The proposed simulation-based modeling method (see Fig. 2) integrates a workflow model based on the NPP outage schedule and a developed handoff model according to the handoff process observed from the field. The workflow model aims to represent the detailed interactions among tasks in an accelerated construction workflow. However, the handoff model simulates detailed human activities during handoff processes (i.e., communication, travel, and wait). The developed handoff model represents detailed interactions among individuals within and across groups (communications between the supervisor and work team).

Human activity modeling

Work teams and the supervisor need to communicate to exchange the as-is workflow information. The supervisor first needs to collect field information by communicating with all work teams and assign available tasks to certain teams. The work team will only receive calls from the supervisor when a task is available. The authors introduced the “worker” and “supervisor” agents in human activity modeling to model the workers and supervisor’s behaviors. In particular, the authors modeled the communication behaviors for exchanging task information between two agents. Such information contains two parts: 1) the amount of all tasks in the workflow for a work team, technical details of the tasks, and general timing and resource needs; and 2) notifications on the completion of predecessors of the tasks assigned to a work team. However, the authors assume that the trained work teams are familiar with the first part of the task information. The communication modeled in the current study only represents 1) notifications from workers to supervisor on the completion of predecessor tasks and 2) notifications from supervisor to workers on available tasks. For the worker agent, each work team has four functions, namely, working, communicating, traveling, and waiting (see Fig. 3). Thereafter, the workers may enter into the working status to execute the scheduled task once they receive the notifications from the supervisor. When in working status, the timer of the current task starts counting down. After the timer of the current task becomes zero, the worker should switch to communicating status. The communicating status specifies the worker needs to report to the supervisor on the completeness of the current task so that the supervisor can mark complete on the task. When the worker enters the communicating status, the communication timer of this worker starts to countdown until the communication with the supervisor is over. Thereafter, the status of the work team becomes waiting if no incoming calls from the supervisor. The worker will remain waiting status until he/she receives a phone call from the supervisor on the available work packages. The work can start to travel to different job sites or workstations at the same job site.

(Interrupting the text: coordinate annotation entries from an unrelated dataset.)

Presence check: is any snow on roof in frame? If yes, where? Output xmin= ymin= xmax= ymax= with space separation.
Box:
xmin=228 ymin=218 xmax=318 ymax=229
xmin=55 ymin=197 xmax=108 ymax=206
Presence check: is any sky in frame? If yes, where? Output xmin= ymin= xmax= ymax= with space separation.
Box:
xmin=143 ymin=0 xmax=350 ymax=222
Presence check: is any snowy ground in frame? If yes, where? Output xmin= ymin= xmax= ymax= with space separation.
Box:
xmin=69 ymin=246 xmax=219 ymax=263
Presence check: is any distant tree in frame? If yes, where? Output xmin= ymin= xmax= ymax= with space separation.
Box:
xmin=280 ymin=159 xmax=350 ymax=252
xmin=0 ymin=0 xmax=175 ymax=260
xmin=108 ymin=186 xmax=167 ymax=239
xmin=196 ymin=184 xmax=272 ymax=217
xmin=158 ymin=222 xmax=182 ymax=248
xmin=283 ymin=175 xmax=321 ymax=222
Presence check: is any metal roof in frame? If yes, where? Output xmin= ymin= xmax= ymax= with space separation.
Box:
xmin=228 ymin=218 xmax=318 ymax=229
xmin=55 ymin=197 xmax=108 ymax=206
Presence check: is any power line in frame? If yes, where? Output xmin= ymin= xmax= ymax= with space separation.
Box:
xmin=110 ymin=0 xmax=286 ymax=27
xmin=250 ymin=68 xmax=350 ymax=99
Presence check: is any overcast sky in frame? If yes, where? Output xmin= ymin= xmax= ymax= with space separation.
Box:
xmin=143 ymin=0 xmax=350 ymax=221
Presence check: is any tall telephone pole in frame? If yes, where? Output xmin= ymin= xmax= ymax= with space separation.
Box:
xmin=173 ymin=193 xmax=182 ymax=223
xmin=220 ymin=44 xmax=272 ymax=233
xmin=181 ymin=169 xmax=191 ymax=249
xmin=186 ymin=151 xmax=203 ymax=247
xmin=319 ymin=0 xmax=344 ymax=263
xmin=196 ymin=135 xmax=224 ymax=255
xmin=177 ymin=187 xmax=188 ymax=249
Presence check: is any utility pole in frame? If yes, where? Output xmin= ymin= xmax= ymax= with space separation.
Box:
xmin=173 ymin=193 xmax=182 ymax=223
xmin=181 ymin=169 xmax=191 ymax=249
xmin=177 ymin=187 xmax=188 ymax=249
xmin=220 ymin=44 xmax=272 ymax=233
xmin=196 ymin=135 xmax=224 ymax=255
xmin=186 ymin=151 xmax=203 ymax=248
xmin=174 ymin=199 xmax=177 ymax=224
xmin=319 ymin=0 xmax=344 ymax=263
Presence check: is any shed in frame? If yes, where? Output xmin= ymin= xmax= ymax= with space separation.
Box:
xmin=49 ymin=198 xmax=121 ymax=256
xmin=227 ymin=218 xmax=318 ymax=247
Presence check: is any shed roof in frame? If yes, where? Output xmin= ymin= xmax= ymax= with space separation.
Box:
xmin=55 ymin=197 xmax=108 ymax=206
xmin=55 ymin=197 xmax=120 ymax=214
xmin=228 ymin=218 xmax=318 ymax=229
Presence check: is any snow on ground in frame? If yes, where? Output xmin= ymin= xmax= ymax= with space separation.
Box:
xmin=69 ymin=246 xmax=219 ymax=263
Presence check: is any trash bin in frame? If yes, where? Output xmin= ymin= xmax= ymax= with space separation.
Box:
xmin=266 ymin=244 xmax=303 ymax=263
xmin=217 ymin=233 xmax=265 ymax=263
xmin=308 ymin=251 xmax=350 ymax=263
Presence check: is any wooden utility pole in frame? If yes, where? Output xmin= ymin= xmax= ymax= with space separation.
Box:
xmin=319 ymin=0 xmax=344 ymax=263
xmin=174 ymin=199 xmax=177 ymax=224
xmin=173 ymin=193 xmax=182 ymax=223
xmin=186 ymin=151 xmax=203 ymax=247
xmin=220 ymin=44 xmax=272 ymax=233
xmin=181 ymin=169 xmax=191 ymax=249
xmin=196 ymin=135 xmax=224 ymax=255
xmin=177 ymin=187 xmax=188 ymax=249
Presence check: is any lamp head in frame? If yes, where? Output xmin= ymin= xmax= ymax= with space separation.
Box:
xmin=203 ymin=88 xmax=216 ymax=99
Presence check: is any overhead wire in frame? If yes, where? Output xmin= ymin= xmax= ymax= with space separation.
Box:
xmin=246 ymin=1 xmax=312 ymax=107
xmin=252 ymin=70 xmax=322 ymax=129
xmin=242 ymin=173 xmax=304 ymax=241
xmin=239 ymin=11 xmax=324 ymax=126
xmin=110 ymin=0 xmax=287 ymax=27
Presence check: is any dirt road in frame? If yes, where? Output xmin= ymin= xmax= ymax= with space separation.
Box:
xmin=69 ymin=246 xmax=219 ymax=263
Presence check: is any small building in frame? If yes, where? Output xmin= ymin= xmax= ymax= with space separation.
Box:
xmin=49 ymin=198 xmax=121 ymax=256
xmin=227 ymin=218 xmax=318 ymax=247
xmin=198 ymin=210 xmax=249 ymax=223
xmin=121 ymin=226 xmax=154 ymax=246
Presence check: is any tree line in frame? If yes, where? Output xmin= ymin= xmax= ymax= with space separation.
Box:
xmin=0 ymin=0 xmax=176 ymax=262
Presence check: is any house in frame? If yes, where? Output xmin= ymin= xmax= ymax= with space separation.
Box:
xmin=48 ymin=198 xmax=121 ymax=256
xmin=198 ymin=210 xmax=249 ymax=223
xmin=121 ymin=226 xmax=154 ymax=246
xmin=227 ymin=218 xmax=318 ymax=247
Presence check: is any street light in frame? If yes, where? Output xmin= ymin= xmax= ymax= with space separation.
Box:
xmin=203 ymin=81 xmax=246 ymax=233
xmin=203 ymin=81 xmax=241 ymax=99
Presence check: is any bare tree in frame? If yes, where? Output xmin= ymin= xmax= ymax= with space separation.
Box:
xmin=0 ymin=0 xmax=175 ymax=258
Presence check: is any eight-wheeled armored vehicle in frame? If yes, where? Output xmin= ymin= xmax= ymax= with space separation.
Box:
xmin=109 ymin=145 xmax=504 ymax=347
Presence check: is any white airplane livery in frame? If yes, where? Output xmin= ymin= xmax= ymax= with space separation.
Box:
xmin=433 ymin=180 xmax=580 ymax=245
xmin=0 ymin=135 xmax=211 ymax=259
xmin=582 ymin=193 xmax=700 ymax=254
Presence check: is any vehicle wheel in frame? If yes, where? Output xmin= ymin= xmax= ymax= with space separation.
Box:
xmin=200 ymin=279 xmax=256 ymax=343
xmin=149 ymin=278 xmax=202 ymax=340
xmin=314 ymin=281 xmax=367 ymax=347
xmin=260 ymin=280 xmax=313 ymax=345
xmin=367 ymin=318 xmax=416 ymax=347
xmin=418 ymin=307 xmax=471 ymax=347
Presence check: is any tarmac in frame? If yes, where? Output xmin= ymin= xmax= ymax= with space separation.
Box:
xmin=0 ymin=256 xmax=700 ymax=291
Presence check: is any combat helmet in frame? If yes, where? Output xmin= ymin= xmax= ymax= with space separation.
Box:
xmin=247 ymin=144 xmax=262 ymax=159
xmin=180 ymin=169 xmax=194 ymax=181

In this NPP outage scenario, the supervisor agent should 1) answer the phone calls from the work team and record the information on the completed tasks and 2) inform the work team that specific tasks are ready to be worked on after the supervisor receives a phone call reporting a finished task (see Fig. 4). The supervisor will continue monitoring the progress of the workflow by acquiring field information from workers and check which task is available. Thereafter, the supervisor will make a phone call to inform the worker agent who is responsible for the available task. If no tasks are available, then the supervisor will remain in the waiting status. At the beginning of the workflow, the supervisor is responsible for initiating the workflow by informing the workers that the first task is available, thereby enabling the workers to start working on the first task.

Scenario 1: Assessing the influence of forgetting on pump maintenance workflows

This section presents a simulation model that uses the workflow of pump maintenance activities around cooling towers with the developed handoff model to assess the impact of forgetting on workflow delays. Pump maintenance is critical during NPP operation, and problematic water pumps will cause a reactor meltdown accident. The studied activities for pump maintenance workflow include visual inspection, pump maintenance, and functional surveillance testing. To understand how forgetting errors affect pump maintenance workflow, the authors have integrated the Ebbinghaus Forgetting Curves as a function into the human activity model to model the forgetting behaviors of workers. Figure 5 visualizes the overall workflow for this scenario. In this scenario, workers have to communicate with their supervisor and complete pump maintenance activities at nine job sites.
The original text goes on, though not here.